Progress Report April 2023
Written by GoldenX86 on May 10 2023

Hello yuz-ers! There were fewer individual changes this month, but the changes that were made are substantial! You won’t want to miss this.

Poor Melia up there.

Project Y.F.C. 1.90!

Blinkhawk showed up one weekend and asked, “Want to test a 50% performance boost and almost perfect rendering on Normal GPU accuracy?” And that’s exactly what we did.

A more accurate name for this change would be “a rewrite of the Buffer Cache Rewrite”, perhaps rBCR for short? Essentially, Blinkhawk rewrote most of the old buffer cache changes that Rodrigo introduced two years ago, taking into account the new demands of recent games and the issues found with the original BCR.

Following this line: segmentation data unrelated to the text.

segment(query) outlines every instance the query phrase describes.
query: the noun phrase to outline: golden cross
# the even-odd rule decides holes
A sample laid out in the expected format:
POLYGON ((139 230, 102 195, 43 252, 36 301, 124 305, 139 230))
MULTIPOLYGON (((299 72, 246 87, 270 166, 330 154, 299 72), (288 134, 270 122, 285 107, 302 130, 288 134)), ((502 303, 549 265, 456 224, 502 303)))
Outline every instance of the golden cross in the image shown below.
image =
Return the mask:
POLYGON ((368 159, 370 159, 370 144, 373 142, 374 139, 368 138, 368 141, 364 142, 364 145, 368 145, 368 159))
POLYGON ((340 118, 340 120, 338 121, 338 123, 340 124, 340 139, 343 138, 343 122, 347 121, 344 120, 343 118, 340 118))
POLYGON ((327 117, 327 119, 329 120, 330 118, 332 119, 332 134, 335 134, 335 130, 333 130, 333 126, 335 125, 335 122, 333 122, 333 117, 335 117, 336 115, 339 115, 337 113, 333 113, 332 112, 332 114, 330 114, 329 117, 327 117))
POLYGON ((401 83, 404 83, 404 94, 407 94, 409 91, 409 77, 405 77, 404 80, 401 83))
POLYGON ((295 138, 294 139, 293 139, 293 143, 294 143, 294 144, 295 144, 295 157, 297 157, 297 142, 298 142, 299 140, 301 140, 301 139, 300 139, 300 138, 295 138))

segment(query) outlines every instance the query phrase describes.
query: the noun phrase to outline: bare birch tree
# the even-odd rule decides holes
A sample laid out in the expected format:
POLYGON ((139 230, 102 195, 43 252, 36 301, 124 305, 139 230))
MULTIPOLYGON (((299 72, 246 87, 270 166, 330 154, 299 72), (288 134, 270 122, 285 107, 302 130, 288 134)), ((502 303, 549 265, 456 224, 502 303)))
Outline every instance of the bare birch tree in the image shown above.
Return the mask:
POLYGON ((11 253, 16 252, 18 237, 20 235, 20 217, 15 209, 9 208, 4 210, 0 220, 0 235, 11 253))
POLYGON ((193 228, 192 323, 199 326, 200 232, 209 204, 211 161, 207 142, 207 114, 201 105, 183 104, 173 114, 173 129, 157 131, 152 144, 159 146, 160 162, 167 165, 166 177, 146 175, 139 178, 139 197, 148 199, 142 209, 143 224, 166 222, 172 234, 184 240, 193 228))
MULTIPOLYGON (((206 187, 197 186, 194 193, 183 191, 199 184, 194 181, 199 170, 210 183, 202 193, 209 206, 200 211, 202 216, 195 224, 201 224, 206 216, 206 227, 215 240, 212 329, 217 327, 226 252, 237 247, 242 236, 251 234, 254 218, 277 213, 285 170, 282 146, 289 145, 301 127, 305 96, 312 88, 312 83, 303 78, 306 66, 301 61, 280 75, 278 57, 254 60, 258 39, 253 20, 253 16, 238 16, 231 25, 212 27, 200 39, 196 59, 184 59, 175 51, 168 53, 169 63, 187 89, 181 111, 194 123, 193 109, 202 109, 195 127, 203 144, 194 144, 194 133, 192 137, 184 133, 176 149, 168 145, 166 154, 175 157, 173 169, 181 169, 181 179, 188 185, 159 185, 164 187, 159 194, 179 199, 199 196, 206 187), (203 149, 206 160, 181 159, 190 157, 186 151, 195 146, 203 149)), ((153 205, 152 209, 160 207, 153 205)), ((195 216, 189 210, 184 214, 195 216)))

Part of the work also involves:

  • Allowing the verification of fencing and writing of asynchronous downloads in a separate thread
  • Restructuring how accuracy is managed by skipping host-guest fence synchronization and not downloading on host conditional rendering for normal GPU accuracy
  • Improving consistency for Query Cache asynchronous downloads

The results are amazing. Most games that used to need High GPU accuracy to render correctly can now run on Normal with no issues. Additionally, all this wizardry reduces bandwidth usage and boosts performance up to 87% for everyone (50% on average), from the low-end APUs to the high-end beasts.

Here’s an incomplete list of changes:

  • As noted previously, many games which required High GPU accuracy to be visually accurate now work with Normal GPU accuracy with minimal sacrifice.
  • Particles and character lighting/shading in Pokémon Sword & Shield have been fixed on Normal GPU accuracy. Performance has improved by up to 40% on Normal GPU accuracy.
  • Models (the BowWow, for example) and particle rendering are fixed on Normal GPU accuracy in The Legend of Zelda: Link's Awakening. Performance on Normal accuracy, with correct rendering, is now up to 70% higher than before.
  • Lighting in Diablo II: Resurrected has been fixed and will no longer flicker.
  • Lighting and shadows in Luigi's Mansion 3 will no longer randomly flicker.
  • Pokémon photograph detection and data of New Pokémon Snap has been fixed on Normal GPU accuracy. This results in up to a 50% increase in performance with working photograph detection.
  • Kirby and the Forgotten Land vertex explosions, lighting, and particles have been fixed on Normal GPU accuracy. This results in an up to 40% performance increase, with accurate rendering on Normal accuracy.
  • Red lights in some machines in Xenoblade Chronicles 2 have been fixed.
  • Fire Emblem Warriors has been accurately fixed and no longer requires a workaround.
  • MONSTER HUNTER RISE now accurately renders on Normal GPU accuracy, resulting in an up to 50% performance increase (note, however, that updates after 3.0.0 still have issues and require more work).
  • Vertex explosions in Persona 5 Royal no longer occur with Normal GPU accuracy, resulting in an up to 30% increase in performance.
  • Atelier Ryza series games now render correctly.
  • The pessimistic flushes option in advanced graphics settings is no longer needed in any of the affected games it benefitted and we have now removed it.
  • Mortal Kombat 11 no longer has any vertex explosions.
  • NieR:Automata The End of YoRHa Edition now renders correctly.
  • Bayonetta 3 no longer requires High GPU accuracy to render correctly.
  • Splatoon 2’s ink physics work correctly on AMD GPUs while using High GPU accuracy.
  • Particles in The Legend of Zelda: Breath of the Wild have been fixed, resulting in 40% higher performance and accurate rendering on Normal GPU accuracy.
  • Tree flickering in The Legend of Zelda: Breath of the Wild has been fixed on all GPU accuracy options.
  • And much, much more!

No option needs to be enabled to take advantage of all of this, just switch GPU accuracy to Normal if you haven’t already. What are you waiting for?

Here are some stats of some of the most popular games. We compared High GPU accuracy in Mainline 1407, and Normal GPU accuracy in Mainline 1421. All tests are done at 2X resolution scaling, and using mods to disable dynamic resolution when possible.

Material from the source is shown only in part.